María Rosa Lojo (born 1954) is an author born in Buenos Aires. She directs two research projects and offers a doctoral seminar at the Universidad del Salvador. She is a longstanding contributor to the Literary Supplement of La Nación in Buenos Aires. In addition, she coordinated the international team of researchers that put together the critical edition of Ernesto Sabato’s Sobre héroes y tumbas (“On Heroes and Tombs”) for the archival collection at UNESCO. She was invited to represent Argentina at international fairs and congresses, and also serves as a juror in literary competitions.

==Works==
Her published work includes three books of poetry; the novels La pasión de los nómades (The Passion of Nomads, 1994), La princesa federal (The Federalist Princess, 1998), Una mujer de fin de siglo (A Woman of Century’s End, 1999), Las Libres del Sur (Free Women of the South, 2004), and Finisterre (2005); and the collections of short narratives Historias ocultas en la Recoleta (Stories Hidden in the Recoleta, 2000) and Amores insólitos de nuestra historia (Singular Loves, 2001). Finisterre has been translated into Galician and published as A fin da terra (Galaxia, 2006).

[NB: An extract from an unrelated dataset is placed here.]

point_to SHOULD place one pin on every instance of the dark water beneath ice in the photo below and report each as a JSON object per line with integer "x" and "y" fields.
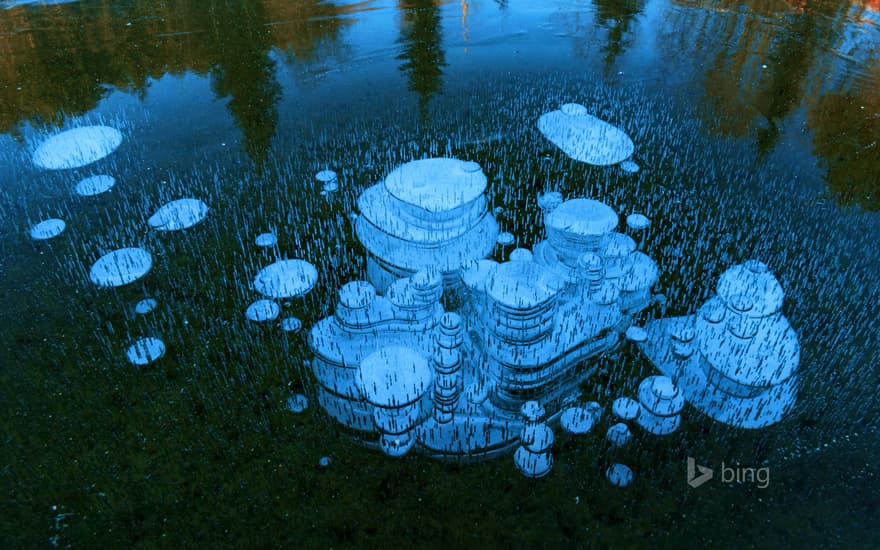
{"x": 756, "y": 126}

Brett Alan Sanders’ English translations of her poetry and prose have appeared in The Saint Ann's Review, Chelsea, Stand Magazine, The Antigonish Review, Perihelion, Artful Dodge, Event, New Works Review, Hunger Mountain, Rhino, Mudlark: An Electronic Journal of Poetry & Poetics, Contemporary Verse 2, PRISM International, and The Dirty Goat.

==Family==
Her father, a Republican from Galicia, had exiled himself to Argentina after the Civil War.